Solaiman Mollah, Child enrolled in mainstream school,
“Besides having lots of friends in my new school named Confidence Junior High School, here teachers also adore me and encourage me to study.”
Sonia Farzana, Teacher, Alif Ideal Public School:
“Previously we didn’t have any experience of teaching special children. Having worked with SEID, we are now more knowledgeable about how to take care and teach them. My hope is that they will become self dependent.”
Tania Sultana, Teacher, Adviser School:
“By lending our hand towards people with disability and support them in their journey will enable them to transform and stop being the “burden” for the society. We will give our best to equip them with what they need. However, the appropriate authority should look facilitate their employment.”

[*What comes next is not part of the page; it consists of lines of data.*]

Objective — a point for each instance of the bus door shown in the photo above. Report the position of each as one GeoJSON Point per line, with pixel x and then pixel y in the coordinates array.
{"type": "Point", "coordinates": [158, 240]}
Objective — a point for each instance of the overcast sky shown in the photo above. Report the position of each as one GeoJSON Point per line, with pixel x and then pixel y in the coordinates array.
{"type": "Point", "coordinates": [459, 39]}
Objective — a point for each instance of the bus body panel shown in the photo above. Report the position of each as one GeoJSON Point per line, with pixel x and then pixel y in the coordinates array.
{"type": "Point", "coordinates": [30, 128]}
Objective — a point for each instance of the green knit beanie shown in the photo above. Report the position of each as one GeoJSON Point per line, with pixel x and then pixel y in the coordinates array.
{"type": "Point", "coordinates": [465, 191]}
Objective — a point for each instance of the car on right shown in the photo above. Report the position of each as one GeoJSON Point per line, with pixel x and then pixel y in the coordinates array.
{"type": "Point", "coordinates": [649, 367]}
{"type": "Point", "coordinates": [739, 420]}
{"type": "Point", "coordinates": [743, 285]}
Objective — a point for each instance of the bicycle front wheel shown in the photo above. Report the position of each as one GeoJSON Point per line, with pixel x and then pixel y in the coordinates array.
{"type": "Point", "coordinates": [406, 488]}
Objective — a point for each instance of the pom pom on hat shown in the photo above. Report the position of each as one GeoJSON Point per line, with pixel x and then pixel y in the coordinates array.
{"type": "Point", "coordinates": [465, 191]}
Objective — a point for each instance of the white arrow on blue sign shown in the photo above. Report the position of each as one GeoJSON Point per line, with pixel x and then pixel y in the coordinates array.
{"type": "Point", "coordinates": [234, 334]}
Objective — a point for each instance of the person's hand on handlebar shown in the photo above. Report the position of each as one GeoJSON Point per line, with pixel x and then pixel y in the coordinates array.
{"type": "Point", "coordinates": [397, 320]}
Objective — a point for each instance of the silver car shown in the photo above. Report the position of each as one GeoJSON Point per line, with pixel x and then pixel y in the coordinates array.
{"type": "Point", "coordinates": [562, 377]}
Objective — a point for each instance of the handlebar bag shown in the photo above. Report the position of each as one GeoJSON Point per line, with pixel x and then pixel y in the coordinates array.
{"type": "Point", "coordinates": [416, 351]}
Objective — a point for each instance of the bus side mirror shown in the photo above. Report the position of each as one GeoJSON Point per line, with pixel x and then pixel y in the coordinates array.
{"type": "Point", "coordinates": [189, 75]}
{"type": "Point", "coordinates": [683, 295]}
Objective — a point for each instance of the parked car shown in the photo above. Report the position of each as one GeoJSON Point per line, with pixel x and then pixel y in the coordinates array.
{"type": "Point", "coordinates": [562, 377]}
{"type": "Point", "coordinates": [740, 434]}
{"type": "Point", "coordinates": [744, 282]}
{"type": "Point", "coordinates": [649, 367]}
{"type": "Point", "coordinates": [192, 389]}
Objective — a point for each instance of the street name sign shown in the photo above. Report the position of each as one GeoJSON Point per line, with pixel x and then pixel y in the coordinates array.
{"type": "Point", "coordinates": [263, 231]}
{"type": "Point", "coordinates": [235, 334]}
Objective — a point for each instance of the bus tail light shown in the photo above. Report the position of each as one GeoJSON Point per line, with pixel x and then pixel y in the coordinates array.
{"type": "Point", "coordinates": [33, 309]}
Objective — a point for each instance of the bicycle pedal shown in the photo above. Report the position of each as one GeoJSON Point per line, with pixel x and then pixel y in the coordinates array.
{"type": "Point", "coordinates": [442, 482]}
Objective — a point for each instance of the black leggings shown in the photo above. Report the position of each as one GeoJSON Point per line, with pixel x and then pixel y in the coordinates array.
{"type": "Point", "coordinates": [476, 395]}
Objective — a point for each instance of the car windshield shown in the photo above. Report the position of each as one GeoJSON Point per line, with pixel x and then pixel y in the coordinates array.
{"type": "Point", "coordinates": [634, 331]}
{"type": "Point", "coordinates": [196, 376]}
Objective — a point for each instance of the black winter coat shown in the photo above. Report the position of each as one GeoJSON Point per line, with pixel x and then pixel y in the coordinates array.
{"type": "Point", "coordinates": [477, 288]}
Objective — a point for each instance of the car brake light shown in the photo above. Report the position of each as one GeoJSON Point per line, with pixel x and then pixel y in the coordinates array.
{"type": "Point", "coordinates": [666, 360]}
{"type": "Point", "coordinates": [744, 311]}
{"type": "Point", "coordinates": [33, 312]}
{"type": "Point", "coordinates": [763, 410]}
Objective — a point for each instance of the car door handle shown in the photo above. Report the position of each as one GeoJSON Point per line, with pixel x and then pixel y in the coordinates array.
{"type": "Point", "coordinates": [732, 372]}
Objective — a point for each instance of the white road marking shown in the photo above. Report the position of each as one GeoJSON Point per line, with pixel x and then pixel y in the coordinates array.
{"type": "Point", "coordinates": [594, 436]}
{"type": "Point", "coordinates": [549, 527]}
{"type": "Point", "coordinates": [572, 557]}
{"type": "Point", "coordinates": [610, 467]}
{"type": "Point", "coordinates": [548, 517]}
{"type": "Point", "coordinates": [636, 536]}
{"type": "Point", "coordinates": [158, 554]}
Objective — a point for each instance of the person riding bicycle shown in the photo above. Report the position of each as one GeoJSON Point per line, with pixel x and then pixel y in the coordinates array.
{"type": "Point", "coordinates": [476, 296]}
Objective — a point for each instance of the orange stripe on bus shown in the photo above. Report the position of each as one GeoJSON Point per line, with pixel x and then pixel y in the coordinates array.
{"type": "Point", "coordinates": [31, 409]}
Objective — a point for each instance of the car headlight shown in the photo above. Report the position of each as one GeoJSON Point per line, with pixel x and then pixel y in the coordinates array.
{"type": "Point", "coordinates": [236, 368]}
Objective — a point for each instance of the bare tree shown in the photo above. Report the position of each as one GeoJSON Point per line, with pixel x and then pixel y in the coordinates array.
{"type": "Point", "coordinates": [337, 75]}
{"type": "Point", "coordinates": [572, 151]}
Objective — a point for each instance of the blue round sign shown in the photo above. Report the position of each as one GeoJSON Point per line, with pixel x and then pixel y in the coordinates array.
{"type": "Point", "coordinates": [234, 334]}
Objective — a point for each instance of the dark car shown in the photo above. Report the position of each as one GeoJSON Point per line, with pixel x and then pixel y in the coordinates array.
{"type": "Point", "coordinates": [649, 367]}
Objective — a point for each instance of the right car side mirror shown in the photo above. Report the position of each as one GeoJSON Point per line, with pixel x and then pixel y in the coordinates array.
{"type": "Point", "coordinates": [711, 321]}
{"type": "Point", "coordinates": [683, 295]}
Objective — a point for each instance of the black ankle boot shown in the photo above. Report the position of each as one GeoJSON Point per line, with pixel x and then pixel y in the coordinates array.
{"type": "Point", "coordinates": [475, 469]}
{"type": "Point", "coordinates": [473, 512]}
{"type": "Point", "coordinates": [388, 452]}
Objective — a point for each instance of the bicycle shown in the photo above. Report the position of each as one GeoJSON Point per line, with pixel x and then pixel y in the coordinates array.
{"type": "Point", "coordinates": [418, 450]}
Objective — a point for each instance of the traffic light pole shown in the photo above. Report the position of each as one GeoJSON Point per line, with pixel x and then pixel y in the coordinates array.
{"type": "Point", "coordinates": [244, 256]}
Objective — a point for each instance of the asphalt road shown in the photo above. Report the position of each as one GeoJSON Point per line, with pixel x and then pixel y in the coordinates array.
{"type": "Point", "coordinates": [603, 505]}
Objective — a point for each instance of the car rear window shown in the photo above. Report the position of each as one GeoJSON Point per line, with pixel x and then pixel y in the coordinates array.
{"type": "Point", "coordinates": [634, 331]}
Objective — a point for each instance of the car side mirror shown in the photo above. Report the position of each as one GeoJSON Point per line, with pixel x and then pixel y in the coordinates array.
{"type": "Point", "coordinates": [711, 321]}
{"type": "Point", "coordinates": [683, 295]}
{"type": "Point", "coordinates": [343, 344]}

Parvin Akter, Teacher, SEID, (Conducted field and school visit):
“During visits in different schools, we encountered the problems they face, such as inability to understand class instruction, following class routine and many more. Effectively communicating with them requires special effort such as speaking slowly. Collective efforts of parents and teachers do bring about noticeable changes.”
Ms. Nasima Akter, Mother:
“I was terrified by the thought of her future life, whether she will be able to attain education or not. But now she is doing well, much more attentive in her studies than before. Although she is now studying in a mainstream school, she still gets counselling from teachers from SEID.”
Shamim Akter Runu, Mother:
“My family had faced immense difficulties. We didn’t know where to go, what to do. Since last year, my child is under SEID’s supervision. If she gets enrolled in a mainstream school, she will no longer be considered a burden of society. I urge everyone to find and help people who are still unaware of facilities like SEID.”